While the ECT did demonstrate good management of the voting process, this was effectively negated by the body’s poor handling of the tabulation of results. Foremost among our concerns was the ECT’s lack of transparency by not allowing observers and the media to witness this vital part of the election process. The ECT’s prohibition is contrary to the principles of transparency required for a truly democratic election. Furthermore, initial announcements of results on election night were wildly inaccurate, which fueled the public’s confusion and distrust of the figures. As a result, voters’ perception of the integrity of the vote was irreparably damaged, an outcome which could have been avoided if the election management body had been more open and transparent by formally publishing precinct-level results, or if it had at least offered a credible explanation for its secrecy. In the spirit of transparency, we invite the election management body to adopt a proactive approach for releasing election data, starting from vote counts at the polling station level, which would help mitigate accusations of partiality and result manipulation.

The general election was unfortunately marred by recurring allegations of bias on the part of the ECT, an election management body unilaterally appointed by the junta’s hand-picked National Legislative Assembly (NLA). The ECT’s regulations were hard to access, and its decisions were not always accompanied by efforts to make them clearly understood and accepted, which undermined the public’s perception of the ECT. Perhaps the most flagrant misstep by the ECT was its post-election publication of a formula for allocating party-list seats, which was marked by a significant departure from the calculation method that seems to have been previously agreed upon by all political parties prior to Election Day. The change, introduced weeks after the polls, effectively overturned a narrow anti-junta majority in the House of Representatives.

Many stakeholders have also stated their disappointment in the ECT’s adjudication of electoral complaints, which appears to have consistently favored the military proxy Phalang Pracharat Party (PPRP) over other parties. In the wake of the polls, the Future Forward Party (FFP) and other politicians hostile to the military junta found themselves the targets of a growing number of legal proceedings in what may be little more than an attempt to cow them. While most of the cases are still under investigation, the track record of Thailand’s judiciary indicates that these charges, widely perceived to be politically motivated, may posit real threats to some newly seated representatives from the anti-junta camp. Therefore, we call on Thai authorities to address these matters with the utmost standards of transparency and accountability, and for the people to remain vigilant and ensure that all sides benefit from equal treatment under the law.
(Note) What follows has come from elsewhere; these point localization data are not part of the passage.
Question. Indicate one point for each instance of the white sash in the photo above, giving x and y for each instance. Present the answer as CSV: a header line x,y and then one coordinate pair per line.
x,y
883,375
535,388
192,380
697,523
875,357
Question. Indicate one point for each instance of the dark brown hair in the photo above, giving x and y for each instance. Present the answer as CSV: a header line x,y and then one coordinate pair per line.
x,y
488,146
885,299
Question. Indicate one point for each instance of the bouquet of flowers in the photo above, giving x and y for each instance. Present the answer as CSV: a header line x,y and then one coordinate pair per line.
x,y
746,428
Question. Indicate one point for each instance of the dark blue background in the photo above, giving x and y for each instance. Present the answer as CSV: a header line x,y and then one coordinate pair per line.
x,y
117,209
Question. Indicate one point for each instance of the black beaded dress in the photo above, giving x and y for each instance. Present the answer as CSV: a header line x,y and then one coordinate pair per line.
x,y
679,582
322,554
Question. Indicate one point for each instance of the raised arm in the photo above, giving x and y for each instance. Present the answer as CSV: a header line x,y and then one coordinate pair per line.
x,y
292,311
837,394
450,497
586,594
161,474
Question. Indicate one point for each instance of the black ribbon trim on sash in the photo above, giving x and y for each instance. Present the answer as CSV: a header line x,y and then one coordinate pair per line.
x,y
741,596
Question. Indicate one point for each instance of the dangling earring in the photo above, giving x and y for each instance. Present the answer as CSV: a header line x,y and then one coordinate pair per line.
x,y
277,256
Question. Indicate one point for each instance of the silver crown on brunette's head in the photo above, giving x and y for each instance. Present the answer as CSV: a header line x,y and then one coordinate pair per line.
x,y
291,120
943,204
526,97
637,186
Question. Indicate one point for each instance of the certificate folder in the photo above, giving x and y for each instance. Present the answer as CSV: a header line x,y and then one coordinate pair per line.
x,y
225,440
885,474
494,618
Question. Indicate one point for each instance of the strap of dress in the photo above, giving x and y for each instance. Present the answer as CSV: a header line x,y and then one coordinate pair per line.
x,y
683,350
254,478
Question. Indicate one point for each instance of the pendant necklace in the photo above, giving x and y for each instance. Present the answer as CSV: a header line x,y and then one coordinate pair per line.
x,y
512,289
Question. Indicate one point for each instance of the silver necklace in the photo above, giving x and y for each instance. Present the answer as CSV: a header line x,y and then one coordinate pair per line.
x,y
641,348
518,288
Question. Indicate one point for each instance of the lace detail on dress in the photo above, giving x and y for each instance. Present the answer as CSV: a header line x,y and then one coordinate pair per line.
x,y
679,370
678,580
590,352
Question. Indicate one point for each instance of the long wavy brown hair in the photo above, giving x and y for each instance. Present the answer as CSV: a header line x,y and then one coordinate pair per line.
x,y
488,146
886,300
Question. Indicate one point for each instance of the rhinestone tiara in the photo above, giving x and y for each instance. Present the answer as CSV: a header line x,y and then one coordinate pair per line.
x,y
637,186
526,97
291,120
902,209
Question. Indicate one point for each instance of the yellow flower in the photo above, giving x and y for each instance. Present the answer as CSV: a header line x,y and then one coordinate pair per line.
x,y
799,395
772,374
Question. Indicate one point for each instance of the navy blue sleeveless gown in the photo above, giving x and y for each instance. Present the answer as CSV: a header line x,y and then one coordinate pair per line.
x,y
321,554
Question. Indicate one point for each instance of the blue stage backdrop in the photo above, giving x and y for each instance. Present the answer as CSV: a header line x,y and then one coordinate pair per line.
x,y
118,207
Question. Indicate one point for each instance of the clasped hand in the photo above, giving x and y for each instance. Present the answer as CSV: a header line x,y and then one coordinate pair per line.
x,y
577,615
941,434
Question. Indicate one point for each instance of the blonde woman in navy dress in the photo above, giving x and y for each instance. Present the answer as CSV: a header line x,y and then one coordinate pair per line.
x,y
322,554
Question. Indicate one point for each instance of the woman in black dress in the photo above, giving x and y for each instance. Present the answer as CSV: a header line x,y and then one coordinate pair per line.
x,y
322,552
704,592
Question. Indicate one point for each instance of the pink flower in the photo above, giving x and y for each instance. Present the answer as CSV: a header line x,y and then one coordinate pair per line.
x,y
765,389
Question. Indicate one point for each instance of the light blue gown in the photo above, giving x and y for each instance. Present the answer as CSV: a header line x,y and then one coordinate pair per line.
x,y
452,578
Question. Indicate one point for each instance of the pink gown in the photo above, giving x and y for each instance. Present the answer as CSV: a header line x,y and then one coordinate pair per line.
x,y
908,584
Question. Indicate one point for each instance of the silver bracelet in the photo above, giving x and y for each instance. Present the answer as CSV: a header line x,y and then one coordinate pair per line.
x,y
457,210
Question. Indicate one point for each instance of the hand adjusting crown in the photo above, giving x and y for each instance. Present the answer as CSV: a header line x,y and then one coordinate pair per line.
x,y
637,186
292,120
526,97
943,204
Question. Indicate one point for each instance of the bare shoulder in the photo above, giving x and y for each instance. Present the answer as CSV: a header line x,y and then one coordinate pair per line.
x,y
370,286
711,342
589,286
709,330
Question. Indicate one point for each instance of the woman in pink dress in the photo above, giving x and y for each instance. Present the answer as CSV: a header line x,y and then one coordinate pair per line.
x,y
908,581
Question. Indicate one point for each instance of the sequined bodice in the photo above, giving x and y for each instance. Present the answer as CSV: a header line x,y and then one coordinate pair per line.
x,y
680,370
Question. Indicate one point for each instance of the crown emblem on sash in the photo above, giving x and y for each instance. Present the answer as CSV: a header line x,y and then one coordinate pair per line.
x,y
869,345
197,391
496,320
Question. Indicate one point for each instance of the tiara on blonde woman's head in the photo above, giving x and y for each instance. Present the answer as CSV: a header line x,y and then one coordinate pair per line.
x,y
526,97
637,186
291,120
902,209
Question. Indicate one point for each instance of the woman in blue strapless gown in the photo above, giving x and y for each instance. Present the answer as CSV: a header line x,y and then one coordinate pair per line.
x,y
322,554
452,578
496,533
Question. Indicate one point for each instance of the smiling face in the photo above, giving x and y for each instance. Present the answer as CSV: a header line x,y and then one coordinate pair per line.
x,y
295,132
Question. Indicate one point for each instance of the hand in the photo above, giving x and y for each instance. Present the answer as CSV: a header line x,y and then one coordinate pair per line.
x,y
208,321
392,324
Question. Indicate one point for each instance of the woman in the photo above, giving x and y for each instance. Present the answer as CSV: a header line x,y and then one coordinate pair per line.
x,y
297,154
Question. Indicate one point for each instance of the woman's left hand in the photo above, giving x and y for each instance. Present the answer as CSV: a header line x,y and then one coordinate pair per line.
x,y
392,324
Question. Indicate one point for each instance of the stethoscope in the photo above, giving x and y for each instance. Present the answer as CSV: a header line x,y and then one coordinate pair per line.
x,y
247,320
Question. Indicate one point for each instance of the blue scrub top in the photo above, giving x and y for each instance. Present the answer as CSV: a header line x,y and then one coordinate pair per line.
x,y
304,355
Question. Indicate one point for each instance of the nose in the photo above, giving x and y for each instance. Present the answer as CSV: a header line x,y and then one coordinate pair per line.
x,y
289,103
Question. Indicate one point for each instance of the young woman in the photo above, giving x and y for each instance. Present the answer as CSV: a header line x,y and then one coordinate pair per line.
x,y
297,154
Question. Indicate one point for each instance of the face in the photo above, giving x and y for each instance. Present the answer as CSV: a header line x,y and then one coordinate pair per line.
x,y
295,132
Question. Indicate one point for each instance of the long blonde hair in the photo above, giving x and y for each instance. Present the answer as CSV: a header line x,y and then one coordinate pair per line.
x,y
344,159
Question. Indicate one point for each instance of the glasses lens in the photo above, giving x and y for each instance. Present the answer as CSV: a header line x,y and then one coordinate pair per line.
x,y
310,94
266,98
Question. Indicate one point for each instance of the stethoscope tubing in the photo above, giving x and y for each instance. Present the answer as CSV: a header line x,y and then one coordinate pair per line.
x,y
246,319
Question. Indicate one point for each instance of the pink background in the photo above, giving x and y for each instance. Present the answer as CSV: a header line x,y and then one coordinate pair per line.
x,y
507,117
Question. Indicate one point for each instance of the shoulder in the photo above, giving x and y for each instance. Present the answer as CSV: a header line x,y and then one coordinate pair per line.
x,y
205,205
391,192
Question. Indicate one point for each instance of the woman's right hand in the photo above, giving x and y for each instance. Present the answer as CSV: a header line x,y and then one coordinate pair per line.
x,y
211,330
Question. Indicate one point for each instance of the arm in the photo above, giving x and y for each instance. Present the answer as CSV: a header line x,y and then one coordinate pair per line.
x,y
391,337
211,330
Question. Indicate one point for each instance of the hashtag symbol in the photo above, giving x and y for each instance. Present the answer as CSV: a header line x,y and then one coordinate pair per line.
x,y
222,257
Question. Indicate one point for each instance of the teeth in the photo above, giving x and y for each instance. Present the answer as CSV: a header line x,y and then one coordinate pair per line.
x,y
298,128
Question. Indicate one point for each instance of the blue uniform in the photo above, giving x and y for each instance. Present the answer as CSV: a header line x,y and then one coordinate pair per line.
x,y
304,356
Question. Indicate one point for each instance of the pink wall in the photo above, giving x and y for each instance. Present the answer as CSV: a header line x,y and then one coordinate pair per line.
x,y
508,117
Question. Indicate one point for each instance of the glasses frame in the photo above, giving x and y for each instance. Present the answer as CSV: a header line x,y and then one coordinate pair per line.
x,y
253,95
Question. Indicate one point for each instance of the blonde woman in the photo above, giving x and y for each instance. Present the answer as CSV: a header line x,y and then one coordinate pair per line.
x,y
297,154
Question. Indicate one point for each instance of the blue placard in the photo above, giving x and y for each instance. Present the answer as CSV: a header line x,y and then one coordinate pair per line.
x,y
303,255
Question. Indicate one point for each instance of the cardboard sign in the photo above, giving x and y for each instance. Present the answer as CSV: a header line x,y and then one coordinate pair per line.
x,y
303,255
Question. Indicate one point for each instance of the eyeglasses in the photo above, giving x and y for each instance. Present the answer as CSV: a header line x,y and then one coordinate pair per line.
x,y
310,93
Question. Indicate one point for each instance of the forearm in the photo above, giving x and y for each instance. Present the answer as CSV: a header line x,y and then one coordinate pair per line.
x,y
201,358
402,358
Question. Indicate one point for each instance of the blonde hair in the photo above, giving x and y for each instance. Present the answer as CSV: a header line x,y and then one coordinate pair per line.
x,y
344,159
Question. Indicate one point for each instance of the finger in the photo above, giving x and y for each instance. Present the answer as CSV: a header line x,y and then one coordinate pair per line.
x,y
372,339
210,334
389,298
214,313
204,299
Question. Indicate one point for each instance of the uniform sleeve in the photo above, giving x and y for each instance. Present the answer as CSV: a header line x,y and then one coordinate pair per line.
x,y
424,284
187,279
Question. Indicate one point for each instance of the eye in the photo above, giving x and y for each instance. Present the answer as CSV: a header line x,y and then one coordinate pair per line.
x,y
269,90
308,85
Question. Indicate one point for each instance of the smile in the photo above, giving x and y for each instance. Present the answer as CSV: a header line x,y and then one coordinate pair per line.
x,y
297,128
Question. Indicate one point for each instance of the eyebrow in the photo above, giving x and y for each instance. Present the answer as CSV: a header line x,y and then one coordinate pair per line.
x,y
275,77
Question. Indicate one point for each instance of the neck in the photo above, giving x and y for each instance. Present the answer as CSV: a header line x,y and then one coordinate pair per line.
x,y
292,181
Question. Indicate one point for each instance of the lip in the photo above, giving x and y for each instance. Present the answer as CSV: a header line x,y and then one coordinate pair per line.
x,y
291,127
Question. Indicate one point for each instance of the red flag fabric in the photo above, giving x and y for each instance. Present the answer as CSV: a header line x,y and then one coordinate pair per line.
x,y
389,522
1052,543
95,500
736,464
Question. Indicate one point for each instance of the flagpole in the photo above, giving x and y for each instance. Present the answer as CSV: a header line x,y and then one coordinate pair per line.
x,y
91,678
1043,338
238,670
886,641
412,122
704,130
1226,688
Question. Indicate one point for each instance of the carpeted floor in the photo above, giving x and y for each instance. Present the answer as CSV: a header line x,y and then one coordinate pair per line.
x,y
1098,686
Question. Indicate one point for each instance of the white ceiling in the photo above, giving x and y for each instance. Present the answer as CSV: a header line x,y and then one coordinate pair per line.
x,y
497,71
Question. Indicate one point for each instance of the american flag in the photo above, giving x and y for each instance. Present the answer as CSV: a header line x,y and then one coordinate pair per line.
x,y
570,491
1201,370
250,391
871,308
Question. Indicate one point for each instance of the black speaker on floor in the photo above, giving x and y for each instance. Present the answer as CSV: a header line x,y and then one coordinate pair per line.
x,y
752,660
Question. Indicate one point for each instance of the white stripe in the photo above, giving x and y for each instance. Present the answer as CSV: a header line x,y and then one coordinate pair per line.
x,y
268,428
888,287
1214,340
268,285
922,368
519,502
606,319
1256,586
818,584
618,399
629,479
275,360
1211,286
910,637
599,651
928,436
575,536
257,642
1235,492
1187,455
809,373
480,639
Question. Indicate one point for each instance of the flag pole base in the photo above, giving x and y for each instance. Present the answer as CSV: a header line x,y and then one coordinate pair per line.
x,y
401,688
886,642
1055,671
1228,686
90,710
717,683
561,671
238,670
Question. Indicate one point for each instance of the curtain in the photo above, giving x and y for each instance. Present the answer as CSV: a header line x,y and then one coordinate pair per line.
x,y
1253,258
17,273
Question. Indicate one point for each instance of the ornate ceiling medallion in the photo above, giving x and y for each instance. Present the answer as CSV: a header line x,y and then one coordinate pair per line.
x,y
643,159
Altogether, the shortcomings highlighted above and detailed at length throughout our Mission Report prevent ANFREL from considering the 2019 Thai general election anything other than partly free, and not fair. It is regrettable that the people’s initial faith in the process and their enthusiasm to turn out on Election Day did not transform into a broadly accepted outcome, which in turn could have contributed to the country’s long-term political stability. Instead, controversial election results and subsequent negotiations in Parliament have again sapped much of the public’s trust in politics, with only 12.9% of Thais believing that the new Prime Minister and government would be legitimate. As the political future of Thailand looms uncertain yet once again, an unfortunate predicament that has been normalized in the minds of Thais, it is essential to address the fact that this latest Thai election was not a truly democratic process but at best a missed opportunity which failed to deliver on the people’s expectations.